Я пил пиво, немного, но хорошее и, пока были деньги - дорогое.

Время от времени я приходил к моему старику, и тогда мы пили пиво вместе - молча глядя в телевизор. Там бушевали страсти на испанском или португальском, который был перебит русской речью.

Я совершал путешествие через длинный коридор со стаканом в одной руке и бутылкой в другой, а потом обратно - только со стаканом.

Но пивная моя дорога никак не заканчивалась.

Приехавший на родину друг потащил меня по ирландским барам, где было накурено, играли в дартс и говорили - сбивчиво и непонятно.

Мы опять пили пиво - уже чёрное, и рассказывали друг другу о том, как живём, говорили о его жизни - там, вдалеке, и моей - здесь. Было в этих разговорах что-то важное, что заключалось не в словах.

И приятно мне было ощущать себя не то потёртым мужичком, не то тёртым калачом.

А потом я вернулся домой - к старику. И снова сжималось сердце, и сиял в ночи напротив меня холодный хирургический свет. Там, напротив, вскрывали кому-то череп в мозговом институте имени Бурденко.

Горели операционные лампы и падал, падал снег, проходила ночь.

Я ложился и старался уснуть, вцепившись в подушку, как во врага. И это не было ни печально, ни грустно.

Я вспоминал ночное море и шорох гравия под шинами автомобиля, распахнутую дверь и отведённую в сторону занавеску.

Это не было печально ещё и потому, что я надеялся, что по апрелю поезд унесёт меня на юг, и буду я там снова мерить шагами горные склоны.

А может, думал я, это случится летом, когда там тепло и пахнет отпускным сезоном, когда beach рифмуется с bitch.

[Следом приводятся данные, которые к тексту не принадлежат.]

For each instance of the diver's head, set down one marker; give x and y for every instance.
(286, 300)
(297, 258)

Вряд ли мне там будет хорошо, в этом праздном южном существовании, но поехать туда стоит, ведь в этом и есть поиск того, чего мне не хватало.

Только старик мой уныло ходил по комнатам и бормотал что-то.

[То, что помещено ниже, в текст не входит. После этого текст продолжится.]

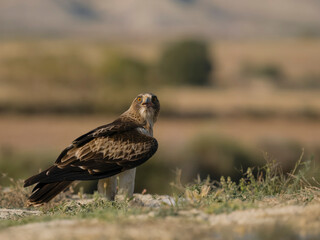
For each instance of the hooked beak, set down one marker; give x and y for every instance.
(147, 102)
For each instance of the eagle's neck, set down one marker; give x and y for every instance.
(143, 117)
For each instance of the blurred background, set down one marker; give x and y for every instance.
(236, 80)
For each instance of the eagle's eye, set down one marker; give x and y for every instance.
(154, 98)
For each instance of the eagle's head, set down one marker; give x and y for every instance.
(146, 108)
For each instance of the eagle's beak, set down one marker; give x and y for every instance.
(147, 102)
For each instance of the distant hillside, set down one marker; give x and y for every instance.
(152, 18)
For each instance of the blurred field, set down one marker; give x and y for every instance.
(264, 97)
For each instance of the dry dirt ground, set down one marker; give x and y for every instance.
(280, 221)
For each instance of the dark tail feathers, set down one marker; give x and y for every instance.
(44, 192)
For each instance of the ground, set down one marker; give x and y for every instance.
(269, 219)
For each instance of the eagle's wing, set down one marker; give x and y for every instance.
(101, 153)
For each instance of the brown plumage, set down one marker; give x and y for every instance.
(103, 152)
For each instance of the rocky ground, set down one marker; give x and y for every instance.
(272, 221)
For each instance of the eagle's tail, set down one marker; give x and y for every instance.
(44, 192)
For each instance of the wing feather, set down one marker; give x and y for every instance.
(103, 156)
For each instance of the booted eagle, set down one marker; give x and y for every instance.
(106, 152)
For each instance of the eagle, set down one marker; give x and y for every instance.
(107, 153)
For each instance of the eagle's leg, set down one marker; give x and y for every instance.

Потом я потерял работу и уехал на чужую дачу.

Был у меня не друг, а просто знакомый человек с замечательной фамилией Редис. Жена Редиса погибла в автомобильной катастрофе, и Редис жил вместе с маленькой дочерью.

Дочь Редиса сейчас была с бабушкой, а Редис с нами.

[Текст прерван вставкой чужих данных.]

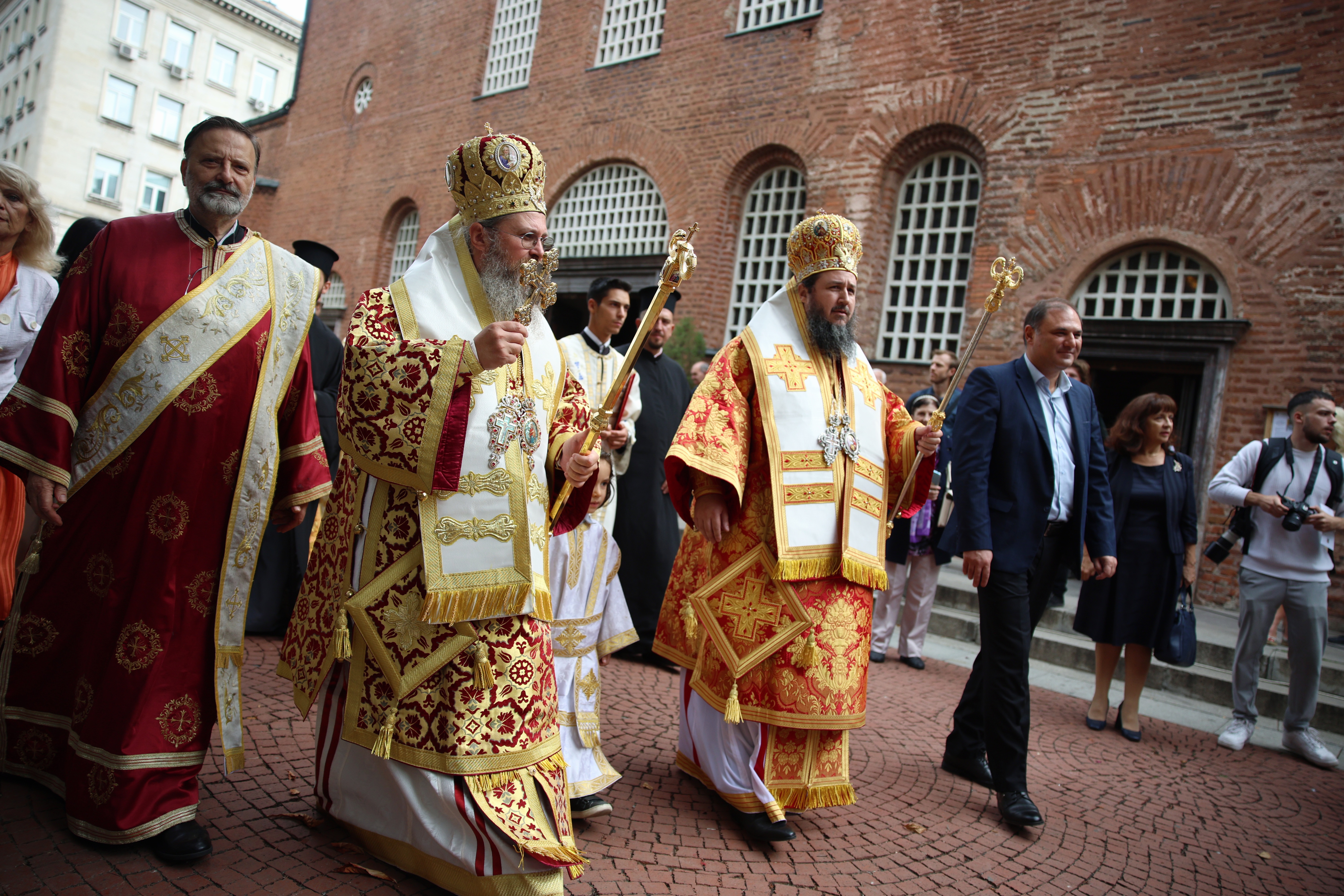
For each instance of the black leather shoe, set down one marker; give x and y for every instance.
(1018, 809)
(974, 769)
(182, 843)
(757, 825)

Дача была огромной, зимней, оснащённой отоплением, ванной с горячей водой и туалетом. Жил я там вместе с двумя приятелями - Редисом и его другом, любителем Баха, тем самым Гусевым. Любитель Баха Гусев стал теперь учителем труда и по совместительству завучем. У Гусева были золотые руки - он сидел в школьной мастерской и в промежутках между уроками что-то паял и точил. Он действительно был любителем Баха, и место снятого портрета Ленина на школьной стене занял хмурый немец в парике. Гусев оставил свою квартиру бывшей жене и теперь скитался по чужим, оказываясь то на Шаболовке, то на Загородном шоссе в квартире с видом на сумасшедший дом, а то возвращаясь в квартиру каких-то своих родственников в Трёхпрудном переулке. Впрочем, это не было для него неудобством - он лишь перетаскивал из дома в дом огромные колонки, аппаратуру и ящики с компакт-дисками.

Я несколько месяцев жил у него, и мне всегда казалось, что стены выгибаются от работы этой техники. Однако соседи отчего-то молчали.

Сидя на этой даче, я договорился с Гусевым, что он наложит новую эмаль на мой орден взамен отлетевшей. Один из пяти лучей Красной Звезды облупился, и, хотя я его никогда не надевал, это было обидно.

А пока Гусев говорил о своей бывшей жене, я молчал о своей - тоже бывшей.